A further modification is remarked on by Lurani in the same letter: ‘You can see the original gear-shift. In fact, the Alfa Romeo shift was rather clumsy with a long lever protruding from the gearbox located far forwards. Thus I got from my friend Sydney Allard [of Allard Cars] the simple and clever leverage that allowed us to have the gearchange close at hand.’ The gear-lever is positioned Ferrari 250 GTO-style, just inches from the steering wheel. The system is quite basic, and its finish more appropriate for a racing car, but it is very effective, with an external bar linking the old position to the new one. Thanks to Lurani’s letter, we discover that the car left Italy for the USA quite early in its history. In 1975 it appeared in New York, in need of restoration yet almost complete and still with the same 6C engine. Shortly after, it was sold to Robert Tucker, based in Michigan and Connecticut, and he kept it until 2017. It is he who received the letter from Lurani, after they were put in touch through a common friend. He began the restoration, rebuilding the engine and starting work on the body. In 2017, still far from being finished, the car was sold to a dealer from where its current custodian, Floridian collector Stephen Bruno, bought it. ‘I’d been hunting for the car for a very long time, as, despite the efforts of Tucker, it had been unseen for 70 years. It took more than five years and several thousand hours of work to have it ready to the highest possible standards. The hardest task was to get the right accuracy as some parts were missing and, as always with a one-off, you have few references. We restored the dry-sump 6C engine we’d found in the car. We believe it could be the original unit, as it still has many details usually found on engines provided to the Italian navy for their torpedo boats, which would have been quite rare in the USA in the 1960s. We cannot be 100% sure of it, simply because the engine number was never reported in any official document.’

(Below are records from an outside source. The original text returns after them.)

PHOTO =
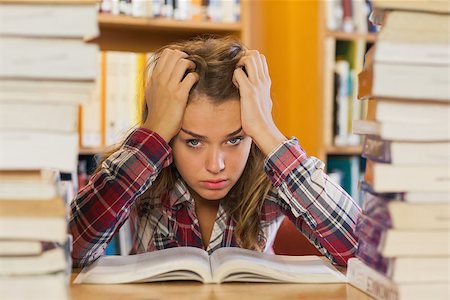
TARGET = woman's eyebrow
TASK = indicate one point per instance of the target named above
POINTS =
(202, 137)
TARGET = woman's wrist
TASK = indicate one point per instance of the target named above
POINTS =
(268, 139)
(161, 132)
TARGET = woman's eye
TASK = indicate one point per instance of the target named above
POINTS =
(193, 143)
(235, 141)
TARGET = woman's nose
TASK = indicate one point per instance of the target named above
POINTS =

Gippo Salvetti, marque expert and a founder of Alfa Blue Team, adds: ‘The 6C 2500 Riva Serenissima is a fantastic example of a one-off made to impress and to showcase technical solutions. It has an amazing pedigree due to the names behind its origin. However, when it was manufactured, Cattaneo and Lurani already knew that the post-war Alfa Romeo would be making smaller cars for bigger production output, equipped with smaller engines. I believe they had no agenda in doing it, but they had fun and showed how good they were in envisioning what a GT would have been in the following years. In doing so, they gifted us something extraordinary.’ That’s not a bad legacy for an Alfa Romeo that is not strictly an Alfa Romeo yet drives even better than an iconic Alfa Romeo, as every 6C SS is. As should be the case with the product of a visionary.
TECHNICAL DATA 1950 Alfa Romeo 6C 2500 SS Riva ‘Serenissima’ Berlinetta
- Engine 2443cc DOHC straight-six, three Weber 36DO2 carburettors
- Max Power 145bhp @ 5500rpm
- Transmission Four-speed manual, rear-wheel drive
- Steering Worm and roller
- Suspension Front: trailing arms, Houdaille telescopic dampers, anti-roll bar. Rear: swing arms, transverse leaf spring, Houdaille telescopic dampers
- Brakes Drums
- Weight 1350kg (est)
- Top speed 105mph (est)
Above and right Few details suggest that this is an Alfa Romeo, beyond the admission that it’s a 6C 2500; styling is nonetheless stunning.
Clockwise, from bottom Spare wheel is stored in tail; fitted luggage sits behind front seats; stylish and elegant cabin; plenty of power from triple-carb straight-six – intended for a ship!